Randori CTO David “moose” Wolpoff has written, explaining why he loves breaking into security appliances & VPNs: After all, they present one convenient lock for attackers to pick, and then presto, they can invade an enterprise.

Colonial Pipeline

The Colonial Pipeline ransomware attack is an example, Wolpoff recently wrote: As Colonial’s CEO told a Senate committee in June (PDF), attackers were able to compromise the company through a legacy VPN account.

“The account lacked multi-factor authentication (MFA) & wasn’t in active use within the business,” Wolpoff noted.
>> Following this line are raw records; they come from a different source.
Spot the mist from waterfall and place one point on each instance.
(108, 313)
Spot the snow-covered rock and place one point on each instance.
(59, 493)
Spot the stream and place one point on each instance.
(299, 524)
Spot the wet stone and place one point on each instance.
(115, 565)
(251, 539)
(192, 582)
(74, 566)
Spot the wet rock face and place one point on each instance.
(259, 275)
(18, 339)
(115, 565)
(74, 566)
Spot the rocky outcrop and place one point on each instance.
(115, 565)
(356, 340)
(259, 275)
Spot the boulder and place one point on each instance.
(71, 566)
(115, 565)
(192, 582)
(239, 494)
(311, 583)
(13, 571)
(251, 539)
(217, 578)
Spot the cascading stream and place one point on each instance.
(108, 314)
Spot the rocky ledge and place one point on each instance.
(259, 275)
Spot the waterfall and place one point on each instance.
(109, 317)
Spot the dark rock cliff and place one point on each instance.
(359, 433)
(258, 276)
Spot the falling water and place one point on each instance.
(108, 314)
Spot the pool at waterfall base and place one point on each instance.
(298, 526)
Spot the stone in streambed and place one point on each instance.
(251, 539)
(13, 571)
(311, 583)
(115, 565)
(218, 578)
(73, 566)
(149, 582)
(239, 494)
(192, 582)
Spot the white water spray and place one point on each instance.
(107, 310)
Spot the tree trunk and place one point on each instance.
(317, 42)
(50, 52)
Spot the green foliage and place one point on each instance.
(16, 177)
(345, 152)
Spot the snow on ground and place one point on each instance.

It’s “a scenario unlikely to be unique to the fuel pipeline,” he added.

Palo Alto Customers Can Mitigate

Patching as soon as possible is of course the top recommendation, but Randori offered these mitigation options if that’s not doable:

  • Enable signatures for Unique Threat IDs 91820 & 91855 on traffic destined for Global Protect portal & gateway interfaces to block attacks against this vulnerability.
  • If you don’t use the Global Protect VPN portion of the Palo Alto firewall, disable it.
  • For any internet-facing application:
    • Disable or remove any unused features
    • Restrict origin IPs allowed to connect to services
    • Apply layered controls (such as WAF, firewall, access controls, segmentation)
    • Monitor logs and alerts from the device

Ethically Using a Zero Day

Randori pointed out that Wolpoff has blogged about why zero-days are essential to security, & the Palo Alto Networks zero day is a good example.

“As the threat from zero-days grows, more & more organisations are asking for realistic ways to prepare for & train against unknown threats, which translates to a need for ethical use of zero-days,” the researchers said in their writeup.

“When a defender is unable to patch a flaw, they must rely on other controls. Real exploits let them validate those controls, & not simply in a contrived manner. Real exploits let customers struggle against the same class of threats they are already facing.”